According to the findings of the Lower Pleistocene deposits in the research area, the population of terrestrial small mammals was dominated in forest communities. During the entire Pleistocene, there was a gradual increase in the number of steppe species of small mammals and a simultaneous decrease in the number of forest species. At the same time, glaciations of various types in the Eurasian continent determined latitudinal migrations from both the west and the east.

Also, for the studied communities of small mammals, a significant genetic differentiation of populations is a characteristic feature. The degree of depth of genetic variation in the mitochondrial genome shows long-standing isolation under Pleistocene refugium conditions and the history of post-Pleistocene settlement.

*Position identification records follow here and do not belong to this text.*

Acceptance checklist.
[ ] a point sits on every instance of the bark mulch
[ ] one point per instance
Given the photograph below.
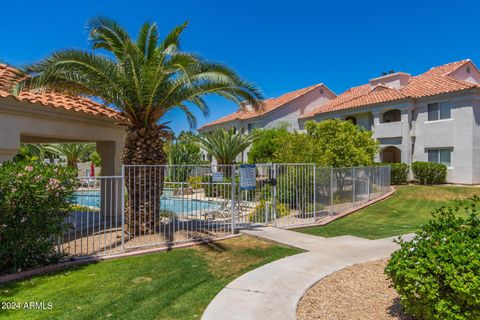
(358, 292)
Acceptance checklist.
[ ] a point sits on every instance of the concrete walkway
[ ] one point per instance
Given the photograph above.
(274, 290)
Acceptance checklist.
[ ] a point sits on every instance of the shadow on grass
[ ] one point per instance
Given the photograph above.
(11, 288)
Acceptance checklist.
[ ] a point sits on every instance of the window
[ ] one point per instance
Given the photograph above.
(351, 119)
(439, 111)
(440, 156)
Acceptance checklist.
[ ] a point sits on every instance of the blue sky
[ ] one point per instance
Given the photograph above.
(279, 45)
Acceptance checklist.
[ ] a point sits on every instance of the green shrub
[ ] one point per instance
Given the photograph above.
(399, 173)
(195, 182)
(258, 214)
(34, 200)
(429, 172)
(438, 273)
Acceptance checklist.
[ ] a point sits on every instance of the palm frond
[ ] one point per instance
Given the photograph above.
(224, 145)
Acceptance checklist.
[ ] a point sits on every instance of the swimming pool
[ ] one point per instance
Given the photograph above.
(91, 198)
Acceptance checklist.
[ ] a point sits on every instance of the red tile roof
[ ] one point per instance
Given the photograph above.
(267, 106)
(435, 81)
(56, 100)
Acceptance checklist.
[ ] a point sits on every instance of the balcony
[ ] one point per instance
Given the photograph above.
(388, 130)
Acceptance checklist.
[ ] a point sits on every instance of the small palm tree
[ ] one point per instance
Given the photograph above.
(144, 79)
(73, 152)
(225, 145)
(32, 150)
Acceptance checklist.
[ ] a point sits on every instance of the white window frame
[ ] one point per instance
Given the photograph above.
(440, 103)
(439, 150)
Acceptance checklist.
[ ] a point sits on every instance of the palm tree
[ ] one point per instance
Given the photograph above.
(225, 145)
(73, 152)
(144, 79)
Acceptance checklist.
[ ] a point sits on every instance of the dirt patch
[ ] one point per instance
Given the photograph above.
(358, 292)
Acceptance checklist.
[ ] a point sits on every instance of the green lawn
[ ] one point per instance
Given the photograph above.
(401, 213)
(171, 285)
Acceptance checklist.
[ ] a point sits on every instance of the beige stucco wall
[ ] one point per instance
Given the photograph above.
(23, 122)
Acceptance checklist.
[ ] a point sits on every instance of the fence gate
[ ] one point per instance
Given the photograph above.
(159, 205)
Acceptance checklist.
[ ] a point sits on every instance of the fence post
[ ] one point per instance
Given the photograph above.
(122, 201)
(368, 182)
(314, 193)
(274, 196)
(331, 190)
(353, 186)
(232, 203)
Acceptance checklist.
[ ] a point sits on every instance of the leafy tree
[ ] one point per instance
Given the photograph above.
(144, 79)
(267, 143)
(340, 143)
(30, 151)
(225, 145)
(183, 151)
(74, 152)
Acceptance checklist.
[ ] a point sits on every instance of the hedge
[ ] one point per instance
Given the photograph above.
(399, 173)
(437, 274)
(429, 172)
(35, 198)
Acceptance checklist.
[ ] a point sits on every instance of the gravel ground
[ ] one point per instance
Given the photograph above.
(358, 292)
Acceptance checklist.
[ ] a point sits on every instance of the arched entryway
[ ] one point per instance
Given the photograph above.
(391, 155)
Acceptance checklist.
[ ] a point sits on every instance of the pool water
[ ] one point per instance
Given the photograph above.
(91, 198)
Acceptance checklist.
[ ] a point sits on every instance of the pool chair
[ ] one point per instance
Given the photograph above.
(221, 212)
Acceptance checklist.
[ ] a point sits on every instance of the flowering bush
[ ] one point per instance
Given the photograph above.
(34, 200)
(438, 273)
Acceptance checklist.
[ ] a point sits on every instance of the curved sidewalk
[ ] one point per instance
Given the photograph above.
(274, 290)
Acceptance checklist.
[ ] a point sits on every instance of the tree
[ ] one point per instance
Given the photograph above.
(183, 156)
(266, 144)
(144, 79)
(73, 152)
(225, 145)
(340, 143)
(29, 151)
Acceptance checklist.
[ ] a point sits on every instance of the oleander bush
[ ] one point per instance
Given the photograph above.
(399, 173)
(264, 208)
(429, 172)
(437, 275)
(34, 200)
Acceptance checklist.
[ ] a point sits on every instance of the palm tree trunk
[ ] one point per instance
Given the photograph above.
(144, 184)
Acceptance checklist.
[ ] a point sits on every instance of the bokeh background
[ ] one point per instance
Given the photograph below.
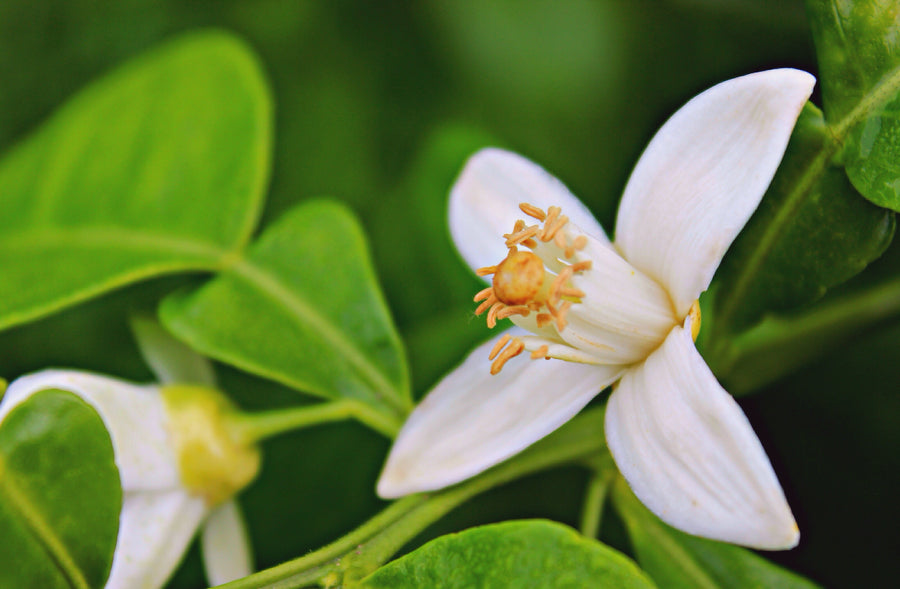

Sylvaemus uralensis and Apodemus agrarius (Pallas, 1771) were recorded by different authors on the periphery of the research area, but were not recorded in Tuva. The appearance of the first specimens of these species was recorded in 2018–2019 in the Todzhinsky basin. The low level of gene flows and the absence of "southern" genetic links between the European and Asian races of S. uralensis suggests that the migration of the animal in the southern direction was less intense in the Pleistocene and later, to maintain contact between the races. The differentiation of the geographical races of S. uralensis occurred over 2 million years ago, perhaps as a result of the emergence of an ecological barrier between the races in the form of a dry climate zone with an increase in the proportion of steppe landscapes. The ecological conditions in the Asian and European parts of Russia allowed the geographical races of the lesser forest mouse to evolve separately from each other for a long time in different climatic zones, as result of which they achieved such differentiation at the mtDNA level that allows them to be considered species at the stage of formation. Contact between the races apparently did not resume, despite the recent de- mographic changes within each of them, so we should expect the formation of two independent species from two geographical races of the lesser forest mouse in the studied territories.

The interspecific genetic distances in Apodemus vary more widely (d=7.7%– 20%), compared with species of the genus Sylvaemus. The topology of Apodemus species in different phylogenetic reconstructions is preserved with high statistical support at the level of species clusters. The species are joined into two large groups (without statistical support). The first group includes the species A. agrarius, A. chevrieri (Milne-Edwards, 1868) and A. speciosus (Temmnick, 1844), the second – A. peninsulae (Thomas, 1907), A. argenteus (Temmnick, 1844), A. draco (Barrett-Yamilton, 1900) and A. semotus (Thomas, 1908). The divergence time of the Apodemus species group, according to the values of genetic distances according to mtDNA data, is 3–8 million years, and the time of divergence of geographical isolates of A. agrarius is about 300 thousand years ago (Frisman et al. 2019).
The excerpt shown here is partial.